From the photographer’s caption:

After the perfect blue New Mexico skies of the day before we awoke to a cloudy and windy morning. We made our way out to Cadillac Ranch intending to add our names to the thousands of spray painted “tags” that decorate this iconic art installation, only to find that a group of students from Denmark had just finished painting the cars to resemble their national flag.The students were still on site admiring their work,and I didn’t have the heart to be the first to deface their “flag”,so I just shot a couple of pics and headed into town to see what was left of Route 66 in Amarillo.

Earlier:

Crumbling land

People climb up on these things to tag the rear ends and to pose for photographs in a suitably heroic manner, so I guess that the pillars on car number two just rusted out and gave way one day. This photograph shows the ranch in November 2010, and given that the hood has folded in two, it’s probably from the weight of someone climbing on it and getting a nasty surprise.

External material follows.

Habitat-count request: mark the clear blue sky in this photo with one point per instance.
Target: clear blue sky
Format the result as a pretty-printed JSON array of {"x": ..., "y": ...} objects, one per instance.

A little serendipity: someone has painted a Danish flag on the flank of car number one!

Comments

3 Responses to “A Route 66 icon”
  1. MissMarkey says:

    Magic! Slightly surprised to see them all the same colour as my mental picture was of graffiti. Just love the potential for change though. And hey…what a cool shirt. X

  2. Skyring says:

    Next time…

    Looking through photographs and blogs, two days earlier they were all graffiti, and two days later the red undercoat is barely visible under fresh tags. But for that brief shining moment, they were all red. A surreal sight.

    I love that shirt! I wore it with pride and blue hair. The hair is back to normal, but I still wear it for special occasions, and the pride and joy remain.

  3. Megan says:

    I love your travel tales Pete, and this one is particularly interesting to me because we went there as well. We were there on a hot dry day and helped a young woman find spray paint cans with some paint left in them because she wanted to grafitti “Mom” on one of the cars for Mothers Day and because her mother wouldn’t walk across the paddock as someone had told them to beware of rattle snakes! The cars were thoroughly colourful when we were there.